Velocity Reviews - Computer Hardware Reviews

Velocity Reviews > Newsgroups > Programming > Ruby > Unpacking signed shorts and integers with specified endianness

Reply
Thread Tools

Unpacking signed shorts and integers with specified endianness

 
 
Phrogz
Guest
Posts: n/a
 
      06-18-2007
I'm deciphering a byte-based binary file structure which can be stored
in either big or little endian. (The first byte of the file describes
the format.) Among others, some of the fields are UINT32 (unsigned 4-
byte integers), and some are INT32 (signed 4-byte integers).

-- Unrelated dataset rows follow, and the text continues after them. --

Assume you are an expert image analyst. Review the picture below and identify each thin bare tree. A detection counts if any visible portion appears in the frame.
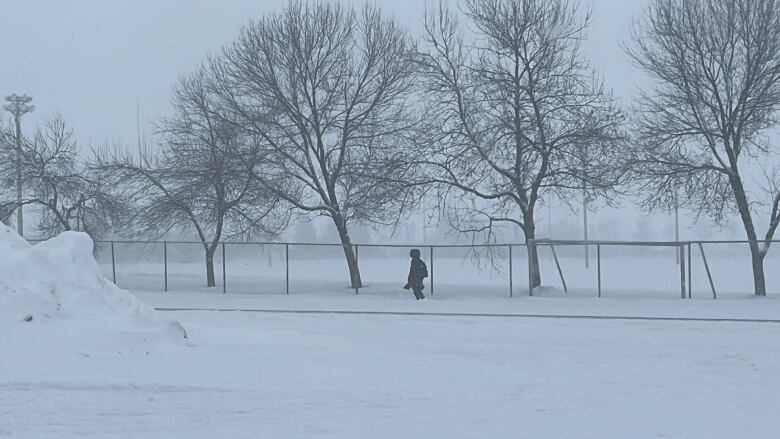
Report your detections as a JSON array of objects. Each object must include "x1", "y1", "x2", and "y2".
[
  {"x1": 418, "y1": 0, "x2": 623, "y2": 288},
  {"x1": 213, "y1": 1, "x2": 416, "y2": 288},
  {"x1": 0, "y1": 114, "x2": 125, "y2": 239},
  {"x1": 97, "y1": 68, "x2": 288, "y2": 287},
  {"x1": 627, "y1": 0, "x2": 780, "y2": 296}
]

I know about BitStruct, but was trying to roll my own solution using
String.unpack. (The file format has nested and repeating sections in
it.) Given that I know exactly how many bytes I want for each field
and whether the file is big or little endian, I thought it would be
easy to pick a specific unpack character for each field. However,
reading through the String.unpack docs, I can't find something that
corresponds to signed 2-byte and 4-byte integers for a given
endianness.

Here's what I see (ASCII art ahead):
| signed | unsigned |
bytes | big | little | big | little |
------+-------+--------+-------+--------+
1 | c | C |
2 | ? | ? | n | v |
4 | ? | ? | N | V |

1) I see "l" (lowercase L) which is 4 bytes treated as a signed
integer...but in 'native' endian order. Does String.unpack not provide
a way to unpack a 4-byte signed integer with a specified endianness?

2) I see "s" which is 2 bytes treated as a signed integer...but in
'native' endian order. Does String.unpack not provide a way to unpack
a 2-byte signed integer with a specified endianness?

(The file format doesn't actually use any signed 2-byte integers, but
I wanted to include them for completeness.)

 
Reply With Quote
 
 
 
 
Phrogz
Guest
Posts: n/a
 
      06-19-2007
On Jun 18, 4:32 pm, Phrogz <(E-Mail Removed)> wrote:
> 1) I see "l" (lowercase L) which is 4 bytes treated as a signed
> integer...but in 'native' endian order. Does String.unpack not provide
> a way to unpack a 4-byte signed integer with a specified endianness?
>
> 2) I see "s" which is 2 bytes treated as a signed integer...but in
> 'native' endian order. Does String.unpack not provide a way to unpack
> a 2-byte signed integer with a specified endianness?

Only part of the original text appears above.